There have been a lot of musical siblings through the years and some of them immediately come to mind, but it's difficult to imagine a group of brothers and sisters quite like the Dinnings. Over a period of several decades, they covered just about every aspect of music; including songwriting, bandleading, recording, and performing on stage and screen. And those doing the performing included a popular all-girl singing group, and a young crooner who thrilled teens with a chart-topping hit that was banned in Great Britain. (And if that wasn't enough, the family's next generation included a member of a popular modern rock group — but more later about that.)

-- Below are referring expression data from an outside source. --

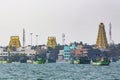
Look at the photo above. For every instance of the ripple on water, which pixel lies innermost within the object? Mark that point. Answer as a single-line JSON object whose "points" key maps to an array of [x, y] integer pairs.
{"points": [[59, 71]]}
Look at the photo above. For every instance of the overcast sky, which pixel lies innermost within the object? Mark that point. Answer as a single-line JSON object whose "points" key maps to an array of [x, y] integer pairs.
{"points": [[78, 19]]}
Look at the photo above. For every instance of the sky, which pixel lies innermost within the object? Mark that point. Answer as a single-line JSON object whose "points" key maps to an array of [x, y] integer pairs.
{"points": [[77, 19]]}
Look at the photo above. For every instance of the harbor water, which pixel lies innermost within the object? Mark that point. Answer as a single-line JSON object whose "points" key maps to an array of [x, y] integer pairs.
{"points": [[59, 71]]}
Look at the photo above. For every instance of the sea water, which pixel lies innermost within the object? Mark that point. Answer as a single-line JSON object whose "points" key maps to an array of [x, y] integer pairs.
{"points": [[59, 71]]}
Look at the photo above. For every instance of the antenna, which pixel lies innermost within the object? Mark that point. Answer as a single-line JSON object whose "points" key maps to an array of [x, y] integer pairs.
{"points": [[110, 34], [63, 38], [23, 37]]}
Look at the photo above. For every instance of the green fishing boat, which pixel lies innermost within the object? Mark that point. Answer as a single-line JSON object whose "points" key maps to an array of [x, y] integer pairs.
{"points": [[80, 60], [101, 62]]}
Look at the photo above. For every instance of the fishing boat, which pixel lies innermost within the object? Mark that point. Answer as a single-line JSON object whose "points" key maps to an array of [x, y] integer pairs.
{"points": [[100, 62], [39, 61]]}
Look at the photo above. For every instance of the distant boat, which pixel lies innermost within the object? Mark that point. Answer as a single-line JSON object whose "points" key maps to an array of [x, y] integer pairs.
{"points": [[101, 62], [3, 62]]}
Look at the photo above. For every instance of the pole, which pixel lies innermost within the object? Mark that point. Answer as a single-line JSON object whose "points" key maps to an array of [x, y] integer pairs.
{"points": [[31, 38], [36, 40]]}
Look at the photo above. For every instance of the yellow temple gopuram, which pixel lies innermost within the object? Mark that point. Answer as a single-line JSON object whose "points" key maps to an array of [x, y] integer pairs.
{"points": [[51, 42], [101, 38], [14, 43]]}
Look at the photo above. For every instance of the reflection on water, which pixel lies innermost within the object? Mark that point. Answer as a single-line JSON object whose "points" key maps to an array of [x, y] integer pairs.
{"points": [[59, 71]]}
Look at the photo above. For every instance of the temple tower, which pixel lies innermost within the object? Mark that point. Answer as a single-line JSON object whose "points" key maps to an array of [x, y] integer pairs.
{"points": [[14, 43], [51, 42], [101, 38]]}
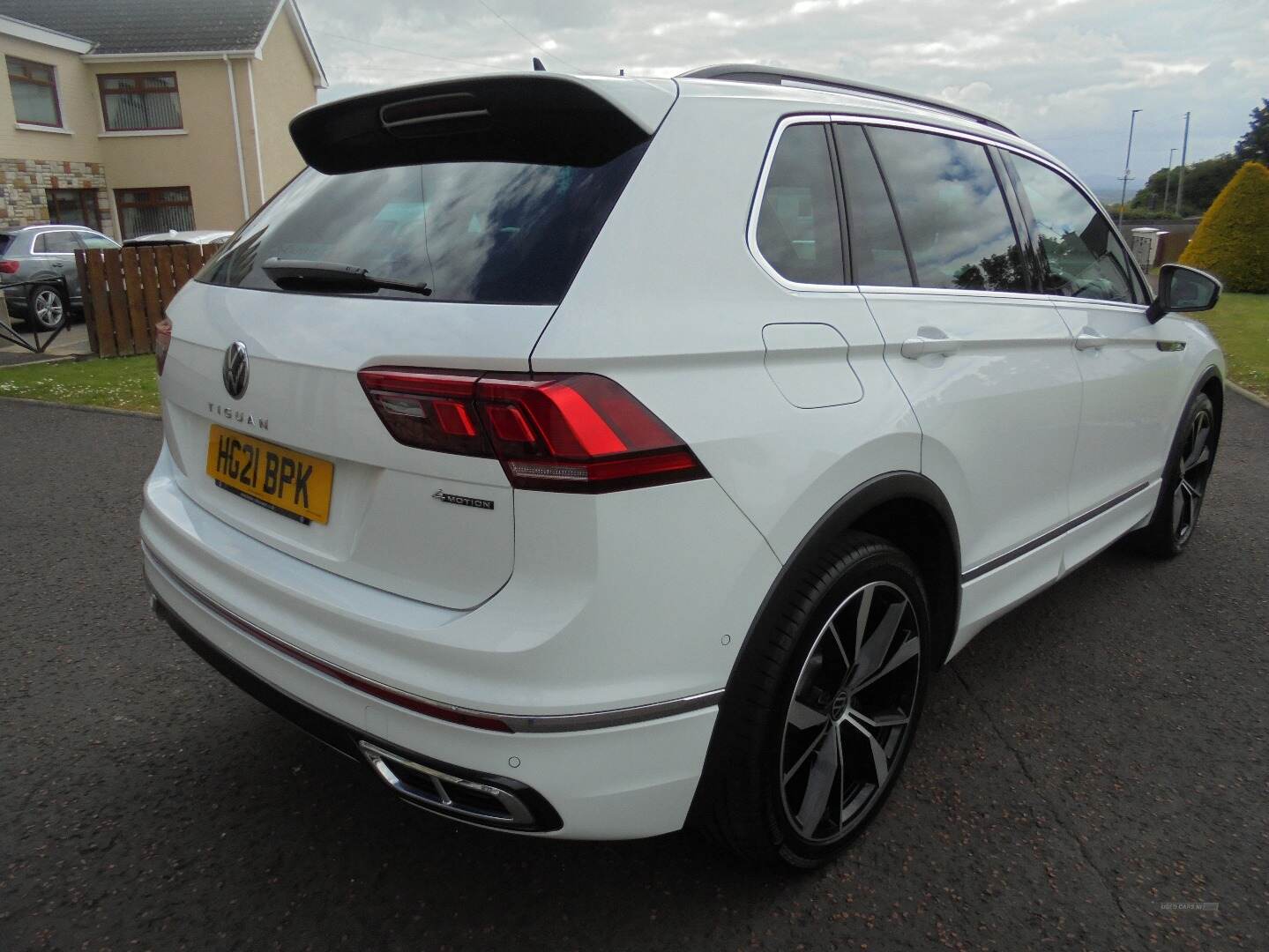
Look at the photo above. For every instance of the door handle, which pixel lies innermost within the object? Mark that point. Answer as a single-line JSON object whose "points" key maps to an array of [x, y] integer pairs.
{"points": [[915, 347], [1087, 338]]}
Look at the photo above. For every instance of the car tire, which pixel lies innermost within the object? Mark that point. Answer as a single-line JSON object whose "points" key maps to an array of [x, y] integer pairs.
{"points": [[815, 711], [1185, 476], [47, 309]]}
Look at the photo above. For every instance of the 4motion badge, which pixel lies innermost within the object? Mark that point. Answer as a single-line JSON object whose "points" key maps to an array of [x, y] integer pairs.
{"points": [[462, 500]]}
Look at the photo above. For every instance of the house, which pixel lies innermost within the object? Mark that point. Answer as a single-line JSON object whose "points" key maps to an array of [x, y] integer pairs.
{"points": [[141, 115]]}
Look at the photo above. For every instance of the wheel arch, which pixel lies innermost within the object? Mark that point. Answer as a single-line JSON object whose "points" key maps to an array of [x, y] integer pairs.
{"points": [[907, 509], [904, 507]]}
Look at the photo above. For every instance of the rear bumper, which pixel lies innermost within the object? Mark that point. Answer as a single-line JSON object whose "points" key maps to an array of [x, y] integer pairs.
{"points": [[483, 799], [632, 777]]}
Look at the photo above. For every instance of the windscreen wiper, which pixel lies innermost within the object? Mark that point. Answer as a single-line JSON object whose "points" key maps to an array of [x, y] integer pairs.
{"points": [[315, 275]]}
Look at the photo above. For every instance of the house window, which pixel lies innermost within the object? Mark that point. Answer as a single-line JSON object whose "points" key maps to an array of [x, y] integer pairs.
{"points": [[34, 93], [74, 207], [138, 101], [147, 211]]}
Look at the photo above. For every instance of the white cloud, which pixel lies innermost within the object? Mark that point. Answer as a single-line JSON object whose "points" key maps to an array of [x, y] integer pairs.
{"points": [[1064, 72]]}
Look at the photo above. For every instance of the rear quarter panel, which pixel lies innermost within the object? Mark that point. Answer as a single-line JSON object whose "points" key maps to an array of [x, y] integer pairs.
{"points": [[671, 304]]}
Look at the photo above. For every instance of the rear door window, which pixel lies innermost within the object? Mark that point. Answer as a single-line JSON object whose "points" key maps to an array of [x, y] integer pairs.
{"points": [[479, 231], [876, 248], [1080, 254], [951, 211], [798, 230]]}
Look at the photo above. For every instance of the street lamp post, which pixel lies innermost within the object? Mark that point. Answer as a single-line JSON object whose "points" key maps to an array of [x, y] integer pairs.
{"points": [[1180, 175], [1127, 161], [1168, 180]]}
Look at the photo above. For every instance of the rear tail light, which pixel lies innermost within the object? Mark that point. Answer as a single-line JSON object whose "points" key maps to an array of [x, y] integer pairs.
{"points": [[581, 433], [162, 343]]}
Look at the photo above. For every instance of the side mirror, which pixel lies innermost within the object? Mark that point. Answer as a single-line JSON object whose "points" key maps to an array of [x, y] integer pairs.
{"points": [[1183, 288]]}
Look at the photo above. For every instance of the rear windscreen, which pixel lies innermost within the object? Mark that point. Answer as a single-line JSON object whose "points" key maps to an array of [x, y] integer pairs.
{"points": [[485, 232]]}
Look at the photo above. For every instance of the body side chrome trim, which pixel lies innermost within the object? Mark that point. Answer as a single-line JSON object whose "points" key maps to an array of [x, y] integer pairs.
{"points": [[991, 564], [514, 723]]}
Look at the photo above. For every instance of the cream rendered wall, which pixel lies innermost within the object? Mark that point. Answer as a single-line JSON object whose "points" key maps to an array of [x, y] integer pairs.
{"points": [[283, 86], [80, 113], [201, 156]]}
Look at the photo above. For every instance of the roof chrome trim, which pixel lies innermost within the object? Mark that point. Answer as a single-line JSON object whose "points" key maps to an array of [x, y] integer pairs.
{"points": [[518, 723], [797, 78]]}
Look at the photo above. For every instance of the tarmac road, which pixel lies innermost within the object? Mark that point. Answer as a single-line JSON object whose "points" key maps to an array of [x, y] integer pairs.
{"points": [[1090, 757]]}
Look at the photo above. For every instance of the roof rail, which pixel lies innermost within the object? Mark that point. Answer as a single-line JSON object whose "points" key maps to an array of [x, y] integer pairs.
{"points": [[777, 77]]}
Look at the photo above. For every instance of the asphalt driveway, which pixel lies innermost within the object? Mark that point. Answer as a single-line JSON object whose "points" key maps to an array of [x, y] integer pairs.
{"points": [[1087, 761]]}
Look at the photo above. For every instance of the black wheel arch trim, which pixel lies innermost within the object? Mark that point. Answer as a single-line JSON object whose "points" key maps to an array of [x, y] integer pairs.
{"points": [[1211, 373], [889, 487], [896, 486]]}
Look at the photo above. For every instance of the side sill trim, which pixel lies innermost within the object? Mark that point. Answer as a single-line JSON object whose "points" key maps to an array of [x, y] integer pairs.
{"points": [[514, 723], [1004, 558]]}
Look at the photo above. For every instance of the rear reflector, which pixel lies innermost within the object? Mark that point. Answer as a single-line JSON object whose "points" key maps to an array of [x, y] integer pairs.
{"points": [[162, 343], [581, 433]]}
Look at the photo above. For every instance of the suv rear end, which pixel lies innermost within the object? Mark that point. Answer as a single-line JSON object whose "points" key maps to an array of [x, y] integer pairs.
{"points": [[499, 587]]}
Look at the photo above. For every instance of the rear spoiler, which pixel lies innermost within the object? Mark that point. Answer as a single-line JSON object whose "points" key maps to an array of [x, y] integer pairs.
{"points": [[532, 118]]}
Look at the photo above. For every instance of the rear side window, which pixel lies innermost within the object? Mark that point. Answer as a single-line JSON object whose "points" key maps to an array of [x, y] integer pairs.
{"points": [[1079, 254], [952, 212], [56, 243], [476, 231], [798, 228], [876, 248]]}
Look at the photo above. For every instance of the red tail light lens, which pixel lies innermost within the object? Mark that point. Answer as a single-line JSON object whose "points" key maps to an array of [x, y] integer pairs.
{"points": [[162, 343], [580, 433]]}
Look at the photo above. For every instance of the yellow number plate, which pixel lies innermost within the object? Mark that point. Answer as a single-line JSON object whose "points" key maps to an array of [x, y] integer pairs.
{"points": [[287, 482]]}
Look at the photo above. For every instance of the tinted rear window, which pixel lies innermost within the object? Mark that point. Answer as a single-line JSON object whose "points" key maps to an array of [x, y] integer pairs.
{"points": [[488, 232]]}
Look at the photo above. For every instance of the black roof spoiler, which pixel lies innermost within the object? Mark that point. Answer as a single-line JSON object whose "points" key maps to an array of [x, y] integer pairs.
{"points": [[528, 117], [777, 77]]}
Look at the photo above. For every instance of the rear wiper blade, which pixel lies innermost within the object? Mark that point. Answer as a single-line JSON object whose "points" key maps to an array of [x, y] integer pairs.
{"points": [[296, 272]]}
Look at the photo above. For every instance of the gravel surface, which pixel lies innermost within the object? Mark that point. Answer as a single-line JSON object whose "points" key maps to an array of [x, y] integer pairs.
{"points": [[1086, 761]]}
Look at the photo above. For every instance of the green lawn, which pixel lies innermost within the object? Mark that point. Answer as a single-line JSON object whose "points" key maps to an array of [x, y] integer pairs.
{"points": [[1242, 324], [126, 383]]}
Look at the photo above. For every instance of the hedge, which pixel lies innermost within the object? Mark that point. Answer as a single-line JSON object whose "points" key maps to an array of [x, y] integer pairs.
{"points": [[1232, 240]]}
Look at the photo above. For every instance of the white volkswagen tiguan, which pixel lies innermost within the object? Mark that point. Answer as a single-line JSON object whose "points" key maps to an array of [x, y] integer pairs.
{"points": [[594, 457]]}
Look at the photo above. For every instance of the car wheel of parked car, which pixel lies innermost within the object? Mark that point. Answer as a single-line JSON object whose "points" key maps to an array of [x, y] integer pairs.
{"points": [[823, 710], [1190, 465], [47, 309]]}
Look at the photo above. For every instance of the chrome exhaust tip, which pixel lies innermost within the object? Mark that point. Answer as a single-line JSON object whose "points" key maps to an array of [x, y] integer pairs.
{"points": [[483, 801]]}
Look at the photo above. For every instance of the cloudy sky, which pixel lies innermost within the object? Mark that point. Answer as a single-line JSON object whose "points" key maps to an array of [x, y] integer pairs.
{"points": [[1063, 72]]}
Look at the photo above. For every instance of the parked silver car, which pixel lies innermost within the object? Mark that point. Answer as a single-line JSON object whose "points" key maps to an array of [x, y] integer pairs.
{"points": [[202, 237], [37, 271]]}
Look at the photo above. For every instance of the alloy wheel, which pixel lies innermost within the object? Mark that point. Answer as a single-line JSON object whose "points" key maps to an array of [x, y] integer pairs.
{"points": [[49, 309], [1193, 469], [850, 712]]}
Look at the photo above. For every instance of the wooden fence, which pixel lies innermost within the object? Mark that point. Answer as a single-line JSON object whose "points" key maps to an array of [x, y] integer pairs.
{"points": [[126, 292]]}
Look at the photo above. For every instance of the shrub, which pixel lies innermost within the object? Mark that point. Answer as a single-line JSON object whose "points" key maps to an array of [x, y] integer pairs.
{"points": [[1232, 240]]}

Of course, there were nine Dinning siblings so that gave them a leg up but it's still a fascinating story, one that began with a musical childhood in Oklahoma encouraged by their father, the musical director of a church. As the older siblings began to reach adulthood it didn't take long for them to start making their mark, beginning with brother Ace Dinning, who found some success in the 1930s as a songwriter and sax-playing bandleader. One of his compositions, "Don't You Remember," would later be a good seller for both Dean Martin and Nat King Cole, but Ace's biggest contribution to the family's musical fortunes was probably providing a place for his singing sisters to begin their careers.
The Dinning Sisters, consisting of twins Jean and Ginger along with Lou, were able to use their experience with Ace's band as a stepping stone to Herbie Holmes' group, and from there to NBC radio. In the years leading up to World War II they became very popular radio stars, and during the war they appeared with Ozzie Nelson's orchestra in a Hollywood film. By the time the war ended they were ready to hit the recording studio, and their debut album stayed on the charts for months. Things were going well but the following year Lou left to get married and try her hand at a solo career. The trio kept right on performing, with replacement Jayne Bundesen doing the honors until she was later replaced by another Dinning sister, Tootsie.
The Dinning Sisters continued to do well in the post-war years, with good-selling records on songs like "The Way You Look Tonight," "Once In A While," and their biggest, "Buttons And Bows." It was introduced in the Bob Hope movie, Paleface, and even though Dinah Shore had the most popular version, the Dinning Sisters' record still made the Top Ten on the charts.